Pan de Muerto: Day of the Dead edition

This week along with Halloween, a large majority of the Spanish-speaking world celebrates Día de Muertos. A bit of a misnomer, Day of the Dead takes place over the course of Oct 31 – Nov 2. It is a process of remembrance and tribute to those loved ones who are no longer with us.

Ofrendas (altars) containing their favorite foods, drinks, and/or pictures are built and adorned with papel picado, pan de muerto (sweet bread), and cempazúchitl (flower of the dead/marigolds). A trip to the cemetery to have lunch or a drink alongside your loved one’s resting place is a bit more traditional and still practiced.

So it is with this Holiday of recollection in mind, that today we remember a handful of the bands that are no longer with us. Those whose music impacted us greatly over the years. We remember them as they once were in their heyday, ignoring that they may have reunited once or twice to cash in with a brief tour.
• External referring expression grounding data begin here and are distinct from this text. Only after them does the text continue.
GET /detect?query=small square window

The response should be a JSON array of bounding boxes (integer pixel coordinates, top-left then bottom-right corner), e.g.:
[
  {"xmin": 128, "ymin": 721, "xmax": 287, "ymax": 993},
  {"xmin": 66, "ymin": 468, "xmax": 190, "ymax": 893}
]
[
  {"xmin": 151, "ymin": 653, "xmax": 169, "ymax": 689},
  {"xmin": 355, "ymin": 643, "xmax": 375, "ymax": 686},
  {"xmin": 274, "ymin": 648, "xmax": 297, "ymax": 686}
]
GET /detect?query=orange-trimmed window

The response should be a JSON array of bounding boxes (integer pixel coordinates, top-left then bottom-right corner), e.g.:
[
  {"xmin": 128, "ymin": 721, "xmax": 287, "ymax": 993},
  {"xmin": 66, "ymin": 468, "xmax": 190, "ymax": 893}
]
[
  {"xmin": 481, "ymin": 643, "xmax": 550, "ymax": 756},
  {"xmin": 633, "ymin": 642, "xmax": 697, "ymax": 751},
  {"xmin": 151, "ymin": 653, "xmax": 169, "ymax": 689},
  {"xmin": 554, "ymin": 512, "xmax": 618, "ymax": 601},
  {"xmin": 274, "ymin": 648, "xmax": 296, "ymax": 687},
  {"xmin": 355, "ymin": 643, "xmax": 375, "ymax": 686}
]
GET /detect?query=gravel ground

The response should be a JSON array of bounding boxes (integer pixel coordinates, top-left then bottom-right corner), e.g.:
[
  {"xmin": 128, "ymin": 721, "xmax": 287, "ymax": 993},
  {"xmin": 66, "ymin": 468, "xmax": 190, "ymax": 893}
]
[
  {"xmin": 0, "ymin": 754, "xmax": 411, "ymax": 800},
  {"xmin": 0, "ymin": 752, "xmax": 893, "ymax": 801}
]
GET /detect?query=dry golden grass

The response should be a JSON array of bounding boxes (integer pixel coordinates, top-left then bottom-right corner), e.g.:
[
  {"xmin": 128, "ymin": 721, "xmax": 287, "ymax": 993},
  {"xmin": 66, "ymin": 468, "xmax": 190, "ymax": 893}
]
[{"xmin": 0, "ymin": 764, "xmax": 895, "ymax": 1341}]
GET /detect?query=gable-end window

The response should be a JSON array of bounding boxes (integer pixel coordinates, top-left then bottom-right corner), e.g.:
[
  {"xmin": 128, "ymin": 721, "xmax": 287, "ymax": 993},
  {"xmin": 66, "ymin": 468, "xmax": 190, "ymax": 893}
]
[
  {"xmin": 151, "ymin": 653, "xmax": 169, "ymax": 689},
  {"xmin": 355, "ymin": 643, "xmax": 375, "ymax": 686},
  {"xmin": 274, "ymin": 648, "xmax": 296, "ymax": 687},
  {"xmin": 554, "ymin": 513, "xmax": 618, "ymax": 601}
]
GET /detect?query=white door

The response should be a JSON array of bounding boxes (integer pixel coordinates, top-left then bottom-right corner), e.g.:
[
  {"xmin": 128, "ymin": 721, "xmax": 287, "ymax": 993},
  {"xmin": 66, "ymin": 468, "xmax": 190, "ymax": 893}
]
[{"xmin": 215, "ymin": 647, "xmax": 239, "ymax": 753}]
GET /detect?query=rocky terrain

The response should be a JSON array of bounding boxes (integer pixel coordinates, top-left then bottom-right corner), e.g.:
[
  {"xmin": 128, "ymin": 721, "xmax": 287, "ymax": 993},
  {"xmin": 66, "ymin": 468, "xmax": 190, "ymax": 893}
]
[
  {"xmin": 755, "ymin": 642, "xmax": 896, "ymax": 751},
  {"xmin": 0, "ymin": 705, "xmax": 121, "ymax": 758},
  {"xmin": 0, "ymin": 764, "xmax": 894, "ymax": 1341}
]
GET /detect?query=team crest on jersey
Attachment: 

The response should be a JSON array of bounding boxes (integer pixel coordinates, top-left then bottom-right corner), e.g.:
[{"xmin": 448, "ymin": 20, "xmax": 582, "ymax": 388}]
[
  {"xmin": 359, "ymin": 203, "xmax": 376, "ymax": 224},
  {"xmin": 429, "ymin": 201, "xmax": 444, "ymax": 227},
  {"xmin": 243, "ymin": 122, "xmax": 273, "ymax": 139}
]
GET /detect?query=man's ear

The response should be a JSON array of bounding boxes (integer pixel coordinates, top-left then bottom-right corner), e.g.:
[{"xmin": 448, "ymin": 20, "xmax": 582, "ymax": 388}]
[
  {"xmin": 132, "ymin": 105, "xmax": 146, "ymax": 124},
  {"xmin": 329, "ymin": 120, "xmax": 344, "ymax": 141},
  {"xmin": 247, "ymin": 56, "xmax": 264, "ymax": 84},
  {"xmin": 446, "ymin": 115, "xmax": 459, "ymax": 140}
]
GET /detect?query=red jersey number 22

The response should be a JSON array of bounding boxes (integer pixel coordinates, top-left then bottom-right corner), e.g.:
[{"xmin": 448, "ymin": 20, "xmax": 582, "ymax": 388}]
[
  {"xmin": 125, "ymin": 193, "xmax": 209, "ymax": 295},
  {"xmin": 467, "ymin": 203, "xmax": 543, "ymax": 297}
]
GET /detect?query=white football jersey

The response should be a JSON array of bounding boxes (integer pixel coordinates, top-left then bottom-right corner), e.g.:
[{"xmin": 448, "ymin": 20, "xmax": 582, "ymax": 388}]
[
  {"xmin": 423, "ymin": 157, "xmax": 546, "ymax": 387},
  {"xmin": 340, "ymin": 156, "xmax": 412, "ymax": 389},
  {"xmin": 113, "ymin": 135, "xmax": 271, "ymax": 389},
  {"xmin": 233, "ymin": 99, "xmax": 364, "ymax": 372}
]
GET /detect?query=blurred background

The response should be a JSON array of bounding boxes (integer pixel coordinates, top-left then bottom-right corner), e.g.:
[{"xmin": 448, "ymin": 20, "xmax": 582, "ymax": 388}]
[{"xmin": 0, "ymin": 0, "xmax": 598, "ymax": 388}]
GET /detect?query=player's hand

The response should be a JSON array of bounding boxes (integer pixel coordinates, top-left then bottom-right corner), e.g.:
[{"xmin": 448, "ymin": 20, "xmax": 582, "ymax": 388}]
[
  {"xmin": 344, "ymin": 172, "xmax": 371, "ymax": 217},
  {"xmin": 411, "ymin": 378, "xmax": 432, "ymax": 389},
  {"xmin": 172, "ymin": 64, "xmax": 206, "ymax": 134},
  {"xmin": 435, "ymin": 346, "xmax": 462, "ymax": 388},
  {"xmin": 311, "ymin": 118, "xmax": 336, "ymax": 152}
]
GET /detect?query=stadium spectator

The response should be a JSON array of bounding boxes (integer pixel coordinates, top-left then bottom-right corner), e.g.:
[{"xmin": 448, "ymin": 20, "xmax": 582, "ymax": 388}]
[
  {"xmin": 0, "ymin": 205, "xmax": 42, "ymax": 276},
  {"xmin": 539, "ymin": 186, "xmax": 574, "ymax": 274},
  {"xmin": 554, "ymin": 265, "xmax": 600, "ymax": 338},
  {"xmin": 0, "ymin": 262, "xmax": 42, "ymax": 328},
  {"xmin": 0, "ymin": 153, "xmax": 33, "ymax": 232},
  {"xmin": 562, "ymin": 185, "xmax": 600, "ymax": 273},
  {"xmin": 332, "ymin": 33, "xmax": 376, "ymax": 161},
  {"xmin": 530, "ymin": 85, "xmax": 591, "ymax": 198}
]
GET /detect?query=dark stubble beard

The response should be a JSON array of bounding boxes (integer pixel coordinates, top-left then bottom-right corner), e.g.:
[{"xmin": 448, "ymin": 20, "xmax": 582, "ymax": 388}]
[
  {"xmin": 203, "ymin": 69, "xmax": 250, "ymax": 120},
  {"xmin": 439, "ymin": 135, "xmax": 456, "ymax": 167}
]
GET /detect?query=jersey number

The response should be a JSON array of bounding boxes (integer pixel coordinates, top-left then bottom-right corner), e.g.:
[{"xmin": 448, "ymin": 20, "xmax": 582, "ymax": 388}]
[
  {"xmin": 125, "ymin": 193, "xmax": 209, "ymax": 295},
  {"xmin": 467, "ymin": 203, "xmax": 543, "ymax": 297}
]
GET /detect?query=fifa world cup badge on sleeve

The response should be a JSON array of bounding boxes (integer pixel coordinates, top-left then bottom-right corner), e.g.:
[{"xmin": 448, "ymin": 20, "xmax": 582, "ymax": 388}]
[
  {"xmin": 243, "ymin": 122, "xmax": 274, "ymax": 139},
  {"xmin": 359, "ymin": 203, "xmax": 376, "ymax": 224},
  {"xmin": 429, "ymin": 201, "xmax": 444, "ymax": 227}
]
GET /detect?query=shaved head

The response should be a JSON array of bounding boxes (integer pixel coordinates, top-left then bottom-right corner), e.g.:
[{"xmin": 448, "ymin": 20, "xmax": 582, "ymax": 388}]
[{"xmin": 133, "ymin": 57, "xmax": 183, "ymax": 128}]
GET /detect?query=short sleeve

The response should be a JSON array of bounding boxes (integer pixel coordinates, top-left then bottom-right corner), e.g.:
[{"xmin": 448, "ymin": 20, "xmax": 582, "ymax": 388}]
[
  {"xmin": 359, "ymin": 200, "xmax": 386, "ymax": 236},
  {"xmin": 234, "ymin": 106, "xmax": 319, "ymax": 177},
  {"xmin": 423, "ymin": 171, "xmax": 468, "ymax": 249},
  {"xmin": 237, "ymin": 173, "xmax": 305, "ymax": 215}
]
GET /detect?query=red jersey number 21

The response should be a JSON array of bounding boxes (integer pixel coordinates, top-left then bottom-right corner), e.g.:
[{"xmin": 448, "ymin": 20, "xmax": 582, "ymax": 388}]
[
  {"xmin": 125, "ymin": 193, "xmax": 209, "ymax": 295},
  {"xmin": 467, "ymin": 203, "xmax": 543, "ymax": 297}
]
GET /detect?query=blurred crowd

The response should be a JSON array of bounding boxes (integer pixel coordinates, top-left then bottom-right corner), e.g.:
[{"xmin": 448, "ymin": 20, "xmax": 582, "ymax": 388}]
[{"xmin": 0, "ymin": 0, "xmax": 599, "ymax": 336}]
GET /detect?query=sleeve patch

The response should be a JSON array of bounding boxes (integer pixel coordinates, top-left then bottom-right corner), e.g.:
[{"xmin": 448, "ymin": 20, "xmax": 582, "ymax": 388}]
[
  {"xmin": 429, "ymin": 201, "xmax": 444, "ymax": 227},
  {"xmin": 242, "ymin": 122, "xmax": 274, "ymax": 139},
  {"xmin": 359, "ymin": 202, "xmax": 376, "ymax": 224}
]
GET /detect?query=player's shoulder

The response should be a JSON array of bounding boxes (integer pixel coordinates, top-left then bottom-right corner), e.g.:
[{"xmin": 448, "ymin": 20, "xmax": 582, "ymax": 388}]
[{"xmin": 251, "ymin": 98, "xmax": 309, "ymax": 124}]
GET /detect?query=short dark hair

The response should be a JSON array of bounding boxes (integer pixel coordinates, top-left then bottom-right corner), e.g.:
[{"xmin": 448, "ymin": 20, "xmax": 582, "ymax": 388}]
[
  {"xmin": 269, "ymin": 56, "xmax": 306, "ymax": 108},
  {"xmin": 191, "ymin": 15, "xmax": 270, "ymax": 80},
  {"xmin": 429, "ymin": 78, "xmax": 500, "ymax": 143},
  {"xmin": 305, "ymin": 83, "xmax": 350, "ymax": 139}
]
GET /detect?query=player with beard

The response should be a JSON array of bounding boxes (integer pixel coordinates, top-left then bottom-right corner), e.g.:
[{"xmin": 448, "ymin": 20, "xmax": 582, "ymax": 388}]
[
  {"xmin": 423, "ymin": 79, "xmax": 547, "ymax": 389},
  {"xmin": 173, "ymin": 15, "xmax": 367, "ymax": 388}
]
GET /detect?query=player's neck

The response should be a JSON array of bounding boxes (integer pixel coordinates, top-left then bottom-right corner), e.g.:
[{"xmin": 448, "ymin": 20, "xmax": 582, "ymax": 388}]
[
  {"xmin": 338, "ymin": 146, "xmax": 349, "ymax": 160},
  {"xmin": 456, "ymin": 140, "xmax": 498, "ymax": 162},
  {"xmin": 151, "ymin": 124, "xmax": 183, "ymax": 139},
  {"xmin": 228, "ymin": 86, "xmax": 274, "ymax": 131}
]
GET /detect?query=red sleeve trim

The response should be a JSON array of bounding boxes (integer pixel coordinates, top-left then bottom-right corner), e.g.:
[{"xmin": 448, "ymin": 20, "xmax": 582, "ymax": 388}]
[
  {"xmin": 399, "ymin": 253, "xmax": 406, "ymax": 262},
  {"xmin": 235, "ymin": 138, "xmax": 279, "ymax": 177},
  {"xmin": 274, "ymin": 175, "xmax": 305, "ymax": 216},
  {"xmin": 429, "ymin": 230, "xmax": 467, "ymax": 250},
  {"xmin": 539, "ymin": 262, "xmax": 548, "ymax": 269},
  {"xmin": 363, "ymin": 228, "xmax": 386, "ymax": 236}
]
 Heroes del Silencio (1984-1996, Spain) – One of the Godfathers of the Rock En Español genre whose sound became so representative of the musical movement, many young kids now days use their logo as a scenester identifier. A sound so iconic that radio stations programmed formats with that style of music a decade after the band’s existence. There has been no house party, or latin club night since where a dance remix of theirs isn’t played at least once during the night.

 

Caifanes (1987-1995, Mexico) –This band’s reunion at Vive Latino in 2011 made for an event that even a casual fan dare not miss. 70 thousand plus packed into the Foro Sol in Mexico City to witness these legends back on stage together after a 17 year absence. Similar to Heroes del Silencio – their music became a lifestyle, fashion statement, and possibly the most overused band tattoo for a generation.

 

 

Gustavo Cerati (Aug. 11, 1959 – Sept. 4, 2014, Argentina) – Cerati, as he was affectionately referred to by fans, passed away on 2014 after a four year battle in and out of a stroke induced coma. He first came to prominence with the seminal Argentine rock band, Soda Estereo. He was also the first of the “Rockero” to continue producing music as a solo artist with a fruitful career. His album Bocanada is often sighted in many Top 10 lists.

 

Teleradio Donoso (2005-2009, Chile)  – As quickly as they were here, they were gone. In fact most people did not discover their disco frenzied sounds until after the band broke up. Possibly in part due to former lead singer Alex Anwandter’s successful solo career and prolific collaborations with many artists during the Chilean musical renaissance of the mid 2000’s.

 

 

Slowrider (1999-2004, USA) – Climbing to the top of an East LA music scene that had dozens of bands doing the “Ozomatli thing” (blending rock, jazz, funk, rap, salsa, and cumbia) this six piece stood out because of their rapid fire bilingual MC Olmeca, and the arrangements from dgomez & Carlos Zepeda. Their live shows were fuego, and their 3 albums have stood the test of time.

 

 

Enjoy this playlist of other bands who we miss but are glad their music still exists.

Note: For the sake of being accurate, we considered a band dead if they have not put out any new music since their “breakup date”.